一转眼过去一年半了。
终于又再次做了一直想搞清楚而终于花时间搞清楚了的事情。
1. Impartial Offerings
按照宠物的体格大小为宠物公平分配食物,求最小食物份数
思路:
按照动物体格分级统计数量
code:
def Process(len, list):
new_list = sorted(set(list))
dict = {v: w for w, v in enumerate(new_list, 1)}
ans = 0
for v in list:
ans += dict[v]
return ans
if __name__ == '__main__':
t = input()
for cas in xrange(1, t+1):
len = input()
list_int = [int(s) for s in raw_input().split(" ")]
ans = Process(len, list_int)
print("Case #{}: {}".format(cas, ans))
2. Inconstant Ordering
字符串成块排列按照第奇或偶块呈升序或降序,要求块连接处也符合这一标准。求字母序最小的字符串
思路:
按照题意怼, 仅需要注意连接处的选择。为使字母序最小,则每一块都有应保证最小字母为A,且在连接处,如有需要应更改前一个block的最末一位保证符合降序顺序要求。
code:
def Process(len, list):
ans = 'A'
al = 'ABCDEFGHIJKLMNOPQRSTUVWXYZ'
for i, l in enumerate(list, 1):
idx = al.index(ans[-1])
if i % 2 == 1:
ans += al[idx+1:idx+l+1]
else:
if ans[-1] <= al[l-1]:
ans = ans[:-1]
ans += al[l]
ans += al[l-1::-1]
return ans
if __name__ == '__main__':
t = input()
for cas in xrange(1, t+1):
len = input()
list_int = [int(s) for s in raw_input().split(" ")]

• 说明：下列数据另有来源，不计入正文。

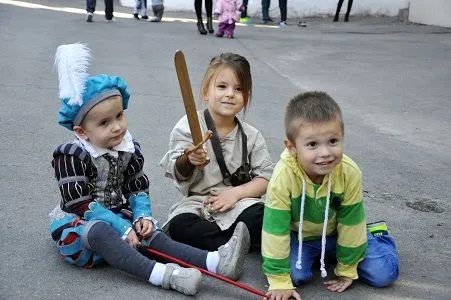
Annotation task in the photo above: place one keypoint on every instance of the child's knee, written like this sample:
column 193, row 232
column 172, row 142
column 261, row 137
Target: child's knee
column 383, row 273
column 301, row 276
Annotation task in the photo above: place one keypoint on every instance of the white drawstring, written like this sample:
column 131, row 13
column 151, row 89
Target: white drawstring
column 326, row 220
column 301, row 221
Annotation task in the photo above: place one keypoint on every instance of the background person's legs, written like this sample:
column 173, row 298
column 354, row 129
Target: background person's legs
column 283, row 10
column 109, row 8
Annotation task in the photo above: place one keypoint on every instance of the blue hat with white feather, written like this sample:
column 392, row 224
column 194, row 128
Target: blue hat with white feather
column 78, row 91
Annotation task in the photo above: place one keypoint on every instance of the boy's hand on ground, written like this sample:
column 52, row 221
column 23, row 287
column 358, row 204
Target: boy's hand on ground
column 222, row 201
column 283, row 295
column 338, row 285
column 132, row 239
column 144, row 228
column 198, row 157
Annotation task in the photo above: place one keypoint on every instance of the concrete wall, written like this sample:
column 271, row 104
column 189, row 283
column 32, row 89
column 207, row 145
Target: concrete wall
column 305, row 7
column 431, row 12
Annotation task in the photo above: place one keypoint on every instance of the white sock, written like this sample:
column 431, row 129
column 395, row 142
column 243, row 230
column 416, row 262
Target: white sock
column 212, row 261
column 157, row 275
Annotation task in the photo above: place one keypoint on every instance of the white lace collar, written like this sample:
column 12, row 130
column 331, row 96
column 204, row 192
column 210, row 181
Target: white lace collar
column 126, row 145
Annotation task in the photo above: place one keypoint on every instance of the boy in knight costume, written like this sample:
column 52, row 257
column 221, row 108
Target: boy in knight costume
column 100, row 173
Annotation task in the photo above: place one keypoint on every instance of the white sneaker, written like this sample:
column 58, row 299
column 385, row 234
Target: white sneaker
column 232, row 254
column 183, row 280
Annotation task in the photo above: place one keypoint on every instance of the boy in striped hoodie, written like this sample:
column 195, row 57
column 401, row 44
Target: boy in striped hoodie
column 314, row 207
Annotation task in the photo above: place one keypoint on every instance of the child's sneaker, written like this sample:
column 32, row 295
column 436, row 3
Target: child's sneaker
column 377, row 228
column 245, row 20
column 183, row 280
column 232, row 254
column 89, row 17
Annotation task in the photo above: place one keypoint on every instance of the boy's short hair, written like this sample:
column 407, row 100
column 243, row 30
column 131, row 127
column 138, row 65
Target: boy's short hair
column 310, row 107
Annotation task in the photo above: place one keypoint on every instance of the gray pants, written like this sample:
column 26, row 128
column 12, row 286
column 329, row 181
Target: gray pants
column 119, row 254
column 158, row 10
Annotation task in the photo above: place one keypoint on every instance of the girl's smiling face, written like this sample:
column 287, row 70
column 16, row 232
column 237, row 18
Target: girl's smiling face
column 224, row 97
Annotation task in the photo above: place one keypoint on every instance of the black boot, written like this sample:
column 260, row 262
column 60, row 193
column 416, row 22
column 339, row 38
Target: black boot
column 200, row 27
column 210, row 25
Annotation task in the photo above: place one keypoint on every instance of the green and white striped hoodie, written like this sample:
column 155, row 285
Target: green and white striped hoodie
column 346, row 217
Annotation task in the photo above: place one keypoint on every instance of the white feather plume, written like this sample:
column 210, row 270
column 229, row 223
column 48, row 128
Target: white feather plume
column 72, row 63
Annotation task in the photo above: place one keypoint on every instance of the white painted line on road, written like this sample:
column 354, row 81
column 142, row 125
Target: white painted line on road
column 116, row 14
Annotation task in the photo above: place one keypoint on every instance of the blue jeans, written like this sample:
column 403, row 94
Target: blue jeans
column 379, row 268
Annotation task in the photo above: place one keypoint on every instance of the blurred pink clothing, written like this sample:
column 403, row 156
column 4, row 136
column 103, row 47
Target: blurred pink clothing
column 227, row 10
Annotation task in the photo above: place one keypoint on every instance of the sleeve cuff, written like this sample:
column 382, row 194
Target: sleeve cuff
column 280, row 282
column 155, row 223
column 124, row 236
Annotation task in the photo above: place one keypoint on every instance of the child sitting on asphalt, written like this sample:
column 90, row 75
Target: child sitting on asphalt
column 100, row 173
column 314, row 207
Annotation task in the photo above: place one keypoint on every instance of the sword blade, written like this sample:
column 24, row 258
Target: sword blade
column 187, row 94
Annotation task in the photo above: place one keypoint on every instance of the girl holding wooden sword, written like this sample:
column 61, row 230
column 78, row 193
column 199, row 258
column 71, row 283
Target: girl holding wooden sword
column 228, row 190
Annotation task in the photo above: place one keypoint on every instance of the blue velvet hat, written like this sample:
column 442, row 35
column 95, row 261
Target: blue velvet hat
column 79, row 92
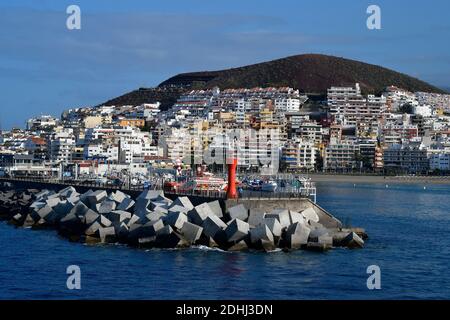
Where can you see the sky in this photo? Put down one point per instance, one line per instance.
(122, 45)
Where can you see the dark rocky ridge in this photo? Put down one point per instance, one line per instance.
(310, 73)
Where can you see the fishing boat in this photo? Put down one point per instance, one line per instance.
(269, 186)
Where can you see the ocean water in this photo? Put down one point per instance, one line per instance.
(409, 229)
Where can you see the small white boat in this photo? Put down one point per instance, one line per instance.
(269, 186)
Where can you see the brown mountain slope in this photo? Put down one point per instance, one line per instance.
(311, 73)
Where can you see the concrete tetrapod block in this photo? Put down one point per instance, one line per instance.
(74, 199)
(297, 235)
(151, 195)
(216, 208)
(237, 230)
(96, 197)
(50, 216)
(274, 226)
(155, 225)
(63, 207)
(71, 227)
(326, 240)
(316, 233)
(353, 241)
(107, 235)
(177, 208)
(311, 215)
(282, 216)
(212, 226)
(191, 232)
(92, 230)
(90, 216)
(238, 246)
(53, 202)
(167, 230)
(261, 232)
(134, 219)
(296, 217)
(44, 212)
(200, 213)
(118, 196)
(104, 221)
(161, 210)
(126, 204)
(119, 216)
(176, 219)
(183, 202)
(29, 221)
(256, 217)
(38, 205)
(122, 231)
(318, 246)
(153, 216)
(85, 197)
(141, 207)
(158, 204)
(66, 192)
(106, 206)
(238, 212)
(262, 237)
(41, 195)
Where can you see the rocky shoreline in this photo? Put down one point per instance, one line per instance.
(155, 221)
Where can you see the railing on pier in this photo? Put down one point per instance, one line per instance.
(291, 192)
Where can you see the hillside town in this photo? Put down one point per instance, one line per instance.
(397, 132)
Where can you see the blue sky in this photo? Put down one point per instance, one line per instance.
(46, 68)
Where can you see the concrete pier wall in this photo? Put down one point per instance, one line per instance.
(298, 205)
(263, 204)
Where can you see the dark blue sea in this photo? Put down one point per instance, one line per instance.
(409, 229)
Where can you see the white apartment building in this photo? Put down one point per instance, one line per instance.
(287, 104)
(299, 155)
(423, 110)
(440, 161)
(41, 123)
(350, 108)
(411, 157)
(341, 156)
(61, 145)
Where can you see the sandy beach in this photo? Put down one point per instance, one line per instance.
(379, 179)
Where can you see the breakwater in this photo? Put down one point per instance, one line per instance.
(152, 220)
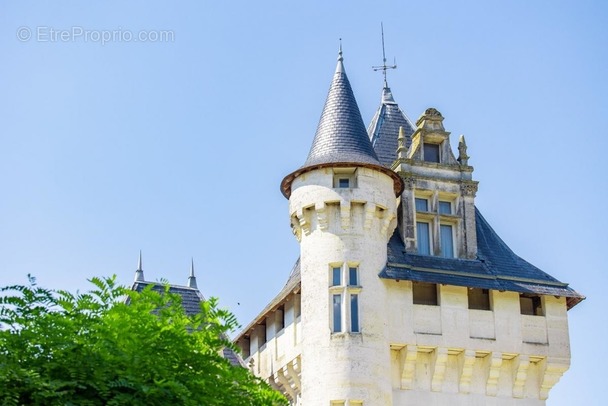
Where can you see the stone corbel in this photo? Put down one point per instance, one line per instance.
(345, 214)
(494, 374)
(295, 377)
(467, 371)
(370, 209)
(409, 366)
(321, 210)
(520, 368)
(305, 225)
(295, 228)
(441, 363)
(553, 371)
(280, 377)
(386, 222)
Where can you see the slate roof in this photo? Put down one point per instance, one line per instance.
(496, 267)
(341, 138)
(383, 130)
(341, 135)
(191, 300)
(292, 284)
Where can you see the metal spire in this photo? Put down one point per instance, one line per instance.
(192, 278)
(340, 66)
(139, 273)
(384, 67)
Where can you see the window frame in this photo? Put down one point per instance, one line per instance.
(417, 298)
(436, 146)
(343, 314)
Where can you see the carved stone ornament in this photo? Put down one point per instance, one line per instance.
(409, 182)
(468, 189)
(432, 112)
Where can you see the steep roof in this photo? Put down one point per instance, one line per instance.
(341, 138)
(191, 302)
(383, 130)
(496, 267)
(341, 135)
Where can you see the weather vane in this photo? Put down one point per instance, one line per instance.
(384, 66)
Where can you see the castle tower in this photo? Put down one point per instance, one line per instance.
(343, 209)
(403, 294)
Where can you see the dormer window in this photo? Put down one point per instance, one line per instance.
(435, 225)
(431, 152)
(345, 178)
(343, 183)
(445, 207)
(422, 204)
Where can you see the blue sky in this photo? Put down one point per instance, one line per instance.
(177, 146)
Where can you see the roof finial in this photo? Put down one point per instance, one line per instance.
(384, 67)
(401, 143)
(463, 158)
(340, 66)
(192, 278)
(139, 273)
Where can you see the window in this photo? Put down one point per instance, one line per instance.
(337, 311)
(353, 279)
(447, 241)
(479, 299)
(336, 276)
(435, 225)
(431, 152)
(445, 207)
(424, 238)
(345, 178)
(422, 204)
(344, 295)
(425, 293)
(343, 183)
(531, 304)
(354, 313)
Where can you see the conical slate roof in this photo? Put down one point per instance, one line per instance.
(341, 138)
(341, 134)
(384, 129)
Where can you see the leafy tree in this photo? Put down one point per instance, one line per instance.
(96, 348)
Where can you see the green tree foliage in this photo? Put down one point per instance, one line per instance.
(97, 348)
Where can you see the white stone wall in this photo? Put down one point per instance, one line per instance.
(344, 226)
(451, 354)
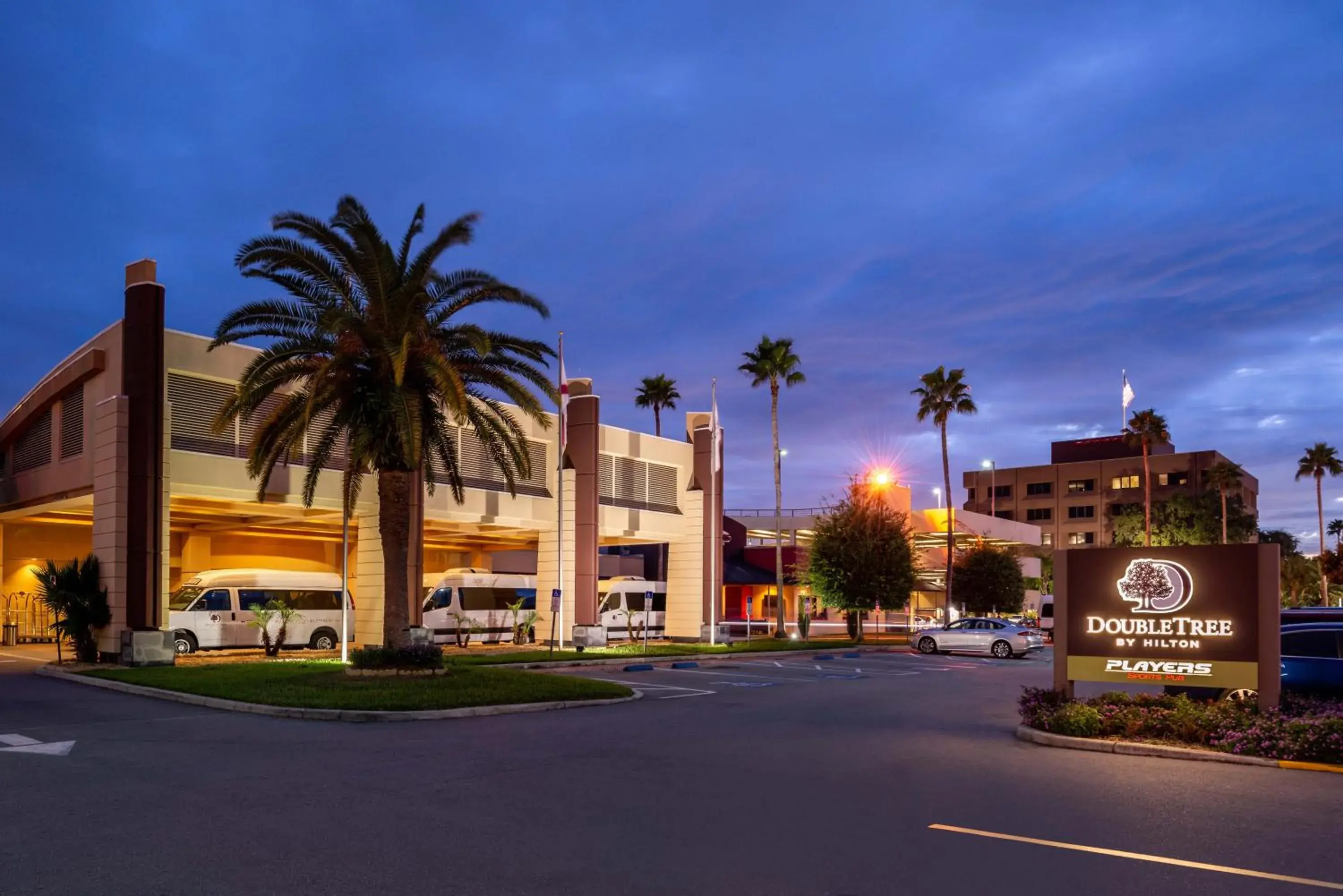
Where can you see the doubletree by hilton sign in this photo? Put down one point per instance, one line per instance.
(1194, 617)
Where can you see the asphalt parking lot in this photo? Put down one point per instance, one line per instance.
(771, 776)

ans = Process(len, list_int)
print("Case #{}: {}".format(cas, ans))
3. Introductions Organization
组织团建,一个组织中有经理和普通员工两种人。有些互相认识,有些不认识。需要经过经理介绍才能互相认识。
思路:
建图,人为节点,认识则有边,意识到两个互相不认识的人的最优认识路径的中间节点必定是经理节点。
code:
def Process(m, n, mtx, q):
h = [[int(i != j) if mtx[i][j] == 'Y' else 110 for i in range(m)] for j in range(m)]
for k in range(m):
for i in range(m):
for j in range(m):
if h[i][j] > h[i][k] + h[k][j]:
h[i][j] = h[i][k] + h[k][j]
ans = []
for [x, y] in q:
if mtx[x-1][y-1] == 'Y':
ans.append('0')
continue
ret = 110
for i in range(m):
for j in range(m):
if mtx[x-1][i] == 'Y' and mtx[j][y-1] == 'Y':
if h[i][j] == 110:
continue
now = 3 + h[i][j]
c = 0
while now > 2:
now -= now/3
c += 1
ret = min(c, ret)
ans.append(str(ret) if ret != 110 else '-1')
return " ".join(ans)
if __name__ == '__main__':
t = input()
for cas in xrange(1, t + 1):
m, n, p = [int(x) for x in raw_input().split(" ")]
mtx = []
for i in range(m + n):
mtx.append(raw_input())
q = []
for i in range(p):
x, y = [int(x) for x in raw_input().split(" ")]
q.append([x, y])
ans = Process(m, n, mtx, q)
print("Case #{}: {}".format(cas, ans))
4. Irrefutable Outcome
回合制游戏,一人只能在字符串的左右两端取走’I’, 一人只能取’O’,不能取则输了。且假定每个人都一定做对自己最有力的决策。
思路:
递归,树,记忆化
code:
l = 'IO'
def Process(s, c, dp):
if s in dp[c]: return dp[c][s]
if not s:
return l[1-c], 1
if s[0] != l[c] and s[-1] != l[c]:
dp[c][s] = (l[1 - c], len(s)+1)
return dp[c][s]
elif s[0] == l[c] and s[-1] != l[c]:
dp[c][s] = Process(s[1:], 1 - c, dp)
return dp[c][s]
elif s[0] != l[c] and s[-1] == l[c]:
dp[c][s] = Process(s[:-1], 1 - c, dp)
return dp[c][s]
else:
retl = Process(s[1:], 1-c, dp)
retr = Process(s[:-1], 1-c, dp)
if retl[0] == l[c] and retr[0] == l[c]:
dp[c][s] = (l[c], max(retl[1], retr[1]))
return dp[c][s]
elif retl[0] != l[c] and retr[0] != l[c]:
dp[c][s] = (l[1-c], min(retl[1], retr[1]))
return dp[c][s]
elif retl[0] == l[c]:
dp[c][s] = retl
return retl
else:
dp[c][s] = retr
return retr
if __name__ == '__main__':
t = input()
for cas in xrange(1, t + 1):
s = raw_input()
dp = [{}, {}]
ans = Process(s, 0, dp)
print("Case #{}: {} {}".format(cas, ans[0], ans[1]))